Aleksandr Łukaszenka w obawie o własne życie chciał uciec do Polski – o takim nieznanym dotąd scenariuszy pisze „Dziennik Gazeta Prawna”. Białoruski przywódca sondował w tej sprawie stronę polską jeszcze w 2022 r.
„Dziennik Gazeta Prawna” dotarł do nowych ustaleń wskazujących, że Aleksandr Łukaszenka w 2022 r. naprawdę rozważał ucieczkę z Białorusi. Dyktator sondował możliwość przyjazdu do Polski, aby stąd udać się do innego kraju, w którym docelowo uzyska schronienie.

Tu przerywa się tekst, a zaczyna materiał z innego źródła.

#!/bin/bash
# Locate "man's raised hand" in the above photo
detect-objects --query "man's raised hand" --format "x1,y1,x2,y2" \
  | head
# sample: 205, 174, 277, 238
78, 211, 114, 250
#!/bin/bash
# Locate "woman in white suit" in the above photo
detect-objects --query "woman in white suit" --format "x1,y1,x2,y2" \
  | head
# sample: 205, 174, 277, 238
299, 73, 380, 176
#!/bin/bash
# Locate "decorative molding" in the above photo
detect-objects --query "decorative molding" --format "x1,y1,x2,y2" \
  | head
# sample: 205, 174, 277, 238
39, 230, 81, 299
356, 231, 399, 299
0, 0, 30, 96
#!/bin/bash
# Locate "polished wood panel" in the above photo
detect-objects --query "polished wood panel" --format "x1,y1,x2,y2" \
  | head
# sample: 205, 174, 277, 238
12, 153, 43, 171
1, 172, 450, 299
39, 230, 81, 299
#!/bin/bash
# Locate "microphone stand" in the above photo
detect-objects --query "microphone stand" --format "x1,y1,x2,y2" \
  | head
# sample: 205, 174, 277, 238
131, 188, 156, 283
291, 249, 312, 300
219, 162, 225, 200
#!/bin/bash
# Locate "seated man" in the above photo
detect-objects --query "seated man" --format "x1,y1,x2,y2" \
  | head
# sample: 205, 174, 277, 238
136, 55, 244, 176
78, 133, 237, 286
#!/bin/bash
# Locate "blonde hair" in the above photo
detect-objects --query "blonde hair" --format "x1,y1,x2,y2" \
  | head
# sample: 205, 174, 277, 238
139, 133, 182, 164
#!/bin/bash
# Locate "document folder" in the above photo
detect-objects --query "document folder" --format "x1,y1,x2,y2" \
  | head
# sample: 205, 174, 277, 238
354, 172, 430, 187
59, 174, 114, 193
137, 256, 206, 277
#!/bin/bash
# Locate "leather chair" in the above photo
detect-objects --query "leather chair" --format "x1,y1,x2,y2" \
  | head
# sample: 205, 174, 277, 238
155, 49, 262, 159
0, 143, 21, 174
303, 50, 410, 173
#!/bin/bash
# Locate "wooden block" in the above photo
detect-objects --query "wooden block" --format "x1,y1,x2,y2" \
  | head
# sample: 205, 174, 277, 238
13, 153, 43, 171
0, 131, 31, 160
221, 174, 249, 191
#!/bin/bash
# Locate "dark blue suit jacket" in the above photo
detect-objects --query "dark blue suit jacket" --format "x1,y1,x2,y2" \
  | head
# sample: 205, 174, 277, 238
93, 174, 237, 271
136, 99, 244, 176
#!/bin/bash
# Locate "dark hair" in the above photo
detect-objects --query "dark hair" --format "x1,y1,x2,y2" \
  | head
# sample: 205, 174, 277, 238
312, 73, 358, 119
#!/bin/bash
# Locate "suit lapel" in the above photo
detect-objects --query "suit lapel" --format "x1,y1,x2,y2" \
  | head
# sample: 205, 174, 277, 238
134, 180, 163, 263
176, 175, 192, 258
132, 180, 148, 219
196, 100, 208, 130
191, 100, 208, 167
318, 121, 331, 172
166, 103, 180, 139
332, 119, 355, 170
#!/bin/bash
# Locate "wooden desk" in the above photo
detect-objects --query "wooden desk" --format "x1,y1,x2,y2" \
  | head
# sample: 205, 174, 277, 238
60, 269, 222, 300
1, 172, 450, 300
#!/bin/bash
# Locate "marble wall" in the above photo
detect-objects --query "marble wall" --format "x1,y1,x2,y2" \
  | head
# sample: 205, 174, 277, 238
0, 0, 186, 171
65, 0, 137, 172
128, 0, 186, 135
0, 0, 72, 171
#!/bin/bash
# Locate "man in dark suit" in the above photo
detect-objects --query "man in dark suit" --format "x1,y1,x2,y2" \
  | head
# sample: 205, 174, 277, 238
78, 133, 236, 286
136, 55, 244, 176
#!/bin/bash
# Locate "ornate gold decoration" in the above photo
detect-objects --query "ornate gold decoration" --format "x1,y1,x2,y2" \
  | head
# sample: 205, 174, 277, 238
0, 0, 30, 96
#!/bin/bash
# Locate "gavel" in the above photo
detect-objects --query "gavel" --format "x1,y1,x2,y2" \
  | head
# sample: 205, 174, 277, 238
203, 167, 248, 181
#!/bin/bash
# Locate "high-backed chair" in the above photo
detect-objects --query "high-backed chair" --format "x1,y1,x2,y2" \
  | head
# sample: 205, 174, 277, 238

Z ustaleń „DGP” wynika, że Łukaszenka wiosną 2022 r. sondował stronę polską, czy w razie konieczności będzie mógł drogą lądową uciec do naszego kraju. To jednak tylko miał być tylko przystanek. Następnie miałby on ewakuować się samolotem do Chin, Wenezueli lub jednego z krajów afrykańskich.
Według tych informacji Władimir Putin miał otwarcie zagrozić Łukaszence śmiercią. Wściekłość prezydenta Rosji wywołała taktyka Łukaszenki, który za wszelką cenę unikał oficjalnego zaangażowania Białorusi w atak na Ukrainę.
Obawy Łukaszenki – zgodnie z nieoficjalnymi informacjami mediów – nasiliły się po śmierci szefa białoruskiego MSZ Uładzimira Makieja w listopadzie 2022 roku. „Nasza Niwa” podała, że polityk popełnił samobójstwo, ale pojawia się wiele spekulacji, że padł on ofiarą FSB. Szef fińskiej dyplomacji mówił później, że Makiej bał się o swoje życie.
Przeczytaj również:
- Łukaszenka na nowym zdjęciu. Lawina spekulacji [FOTO]
- Jackowski przepowiada, co stanie się w Polsce. „To mi się kojarzy ze słowem „prowokacja’”
- Dziennikarz TVN24 upokorzony na wizji. Ostra reakcja: „Zapamiętajcie moją twarz. To twarz wku…a i bezradności”
Źr. Radio ZET; „Dziennik Gazeta Prawna”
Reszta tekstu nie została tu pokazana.